George couldn't stand the noise anymore. It was unwelcoming and unkind. The laughter, the jokes, the air reeked of trickery and nonsense. All the things he used to stand for on April Fools Day. His birthday.

Fred's birthday too.

"Get out," he said it softly at first, and then his voice roared to life as he screamed for the whole shop to hear, "Get out! We're closing early!"

The madness, for one brief second, stopped. People stared at him, holding love potions, skiving snack boxes, and bags of Peruvian powder in their hands. Their eyes were questioning, accusatory.

There was no "We" anymore.

"Well, didn't you hear me?" George yelled, raising his wand threateningly. "Or do you have all the brains of a blast-ended skrewt? OUT!"

People began to file out, muttering under their breaths, probably sneaking a few products under their robes as he went. George didn't give a damn. It isn't as though he and Fred hadn't charmed them to backfire on them if they hadn't been paid for.

George no longer wanted to dwell on Fred. When he woke up this morning, he thought he could do it. He thought he could open up the shop with a smile on his face this morning on his first birthday without his twin. He had believed he had plenty of time to grieve. He had forgotten a twin was different. It had slipped his mind that he could feel the absence of his presence like a glaring hole in his already mutilated heart.

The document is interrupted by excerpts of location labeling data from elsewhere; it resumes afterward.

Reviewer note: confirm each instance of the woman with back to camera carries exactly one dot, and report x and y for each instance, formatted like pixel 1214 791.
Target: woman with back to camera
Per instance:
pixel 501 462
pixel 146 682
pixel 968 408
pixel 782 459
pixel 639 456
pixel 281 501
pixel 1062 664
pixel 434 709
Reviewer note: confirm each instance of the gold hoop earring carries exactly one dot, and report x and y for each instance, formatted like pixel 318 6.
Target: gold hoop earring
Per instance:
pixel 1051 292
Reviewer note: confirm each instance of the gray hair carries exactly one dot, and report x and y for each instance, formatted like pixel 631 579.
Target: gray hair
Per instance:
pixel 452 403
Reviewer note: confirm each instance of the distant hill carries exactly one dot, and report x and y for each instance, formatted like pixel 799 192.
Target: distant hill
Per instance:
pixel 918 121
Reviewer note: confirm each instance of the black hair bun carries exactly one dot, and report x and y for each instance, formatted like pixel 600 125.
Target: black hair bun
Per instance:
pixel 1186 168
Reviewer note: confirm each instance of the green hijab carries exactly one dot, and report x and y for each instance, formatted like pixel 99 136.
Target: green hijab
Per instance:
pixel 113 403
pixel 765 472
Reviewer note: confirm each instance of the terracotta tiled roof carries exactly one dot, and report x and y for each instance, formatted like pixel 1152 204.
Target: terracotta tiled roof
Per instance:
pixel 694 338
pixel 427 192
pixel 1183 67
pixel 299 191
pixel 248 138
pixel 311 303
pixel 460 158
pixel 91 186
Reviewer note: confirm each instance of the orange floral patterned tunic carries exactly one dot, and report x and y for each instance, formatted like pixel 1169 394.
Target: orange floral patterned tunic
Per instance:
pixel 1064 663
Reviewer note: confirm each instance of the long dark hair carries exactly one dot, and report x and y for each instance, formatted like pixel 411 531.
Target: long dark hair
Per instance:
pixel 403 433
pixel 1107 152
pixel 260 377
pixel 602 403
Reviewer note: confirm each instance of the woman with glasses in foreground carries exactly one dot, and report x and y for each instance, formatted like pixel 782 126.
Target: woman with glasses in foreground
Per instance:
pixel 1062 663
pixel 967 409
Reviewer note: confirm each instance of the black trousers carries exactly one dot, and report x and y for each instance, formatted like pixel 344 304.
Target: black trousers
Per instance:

And yet here George stood on this rainy April day, it was nearing lunch time, and it was a good thing he wasn't due at the Burrow until dinner. He needed the space to prepare himself, and he figured his family did too. Especially his parents.

What shape would his mother be in as she prepared the birthday cake, even though he had insisted he hadn't needed one? Would she be crying, that instead of making a half-vanilla, half-strawberry cake (Fred had preferred strawberry) it would only be vanilla this year? That instead of double the presents, there was only enough for one? That instead of hugging and screaming at two red-haired, mischievous young men, she was smiling at one, while secretly crying over the other?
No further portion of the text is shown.